Maternal Health in the U.S.
Benjamin L. Harris, CPA, CGMA

Maternal Health in the U.S.  Recently, an alarm sounded about the shocking number of deaths that occur when American women give birth. Based on Centers for Disease Control and Prevention data, the U.S. maternal mortality ratio is three to four times higher than that of most other developed nations.

Since 1990 the maternal mortality ratio in the United States has more than doubled, according to the Society for Maternal-Fetal Medicine, with an estimated 700 to 900 women dying from pregnancy- or childbirth-related causes each year. Tens of thousands more suffer severe pregnancy complications annually. An increasing number of pregnant women in the United States have chronic conditions, such as high blood pressure, diabetes, or heart disease, that could put them at risk of pregnancy complications or death.

Another factor is unescapable; where you live matters. Women’s deaths from pregnancy-related complications were 64 percent higher in rural areas than in large U.S. cities in 2015.

To prevent these tragedies—which profoundly affect not just families but entire communities—researchers are working to improve maternal care.

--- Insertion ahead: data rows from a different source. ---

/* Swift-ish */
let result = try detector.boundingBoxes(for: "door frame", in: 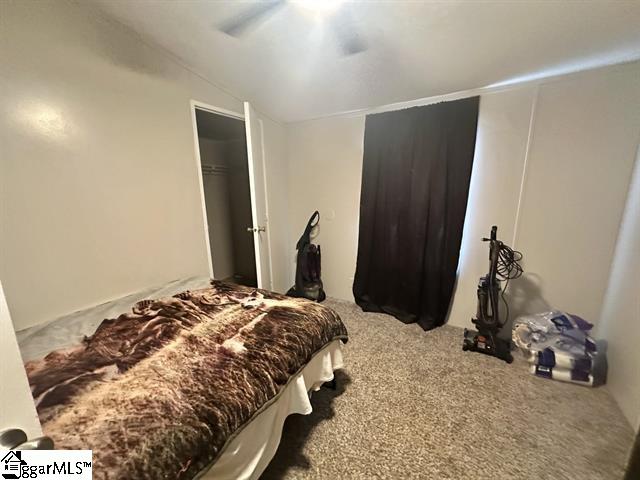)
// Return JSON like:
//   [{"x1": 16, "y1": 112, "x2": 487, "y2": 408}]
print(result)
[{"x1": 189, "y1": 100, "x2": 244, "y2": 278}]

A focus on the mother, not just the baby, during and after childbirth can make all the difference.

The rise in maternal mortality figures can be partially the result of a new death certificate form that includes a question about whether a woman had been recently pregnant or had given birth. Before this form was widely used, no such data were captured.

No matter the statistics, the need to prevent any woman from dying as a result of childbirth is imperative. We are proud to support agencies that are working to improve health care, not just for mothers but for everyone.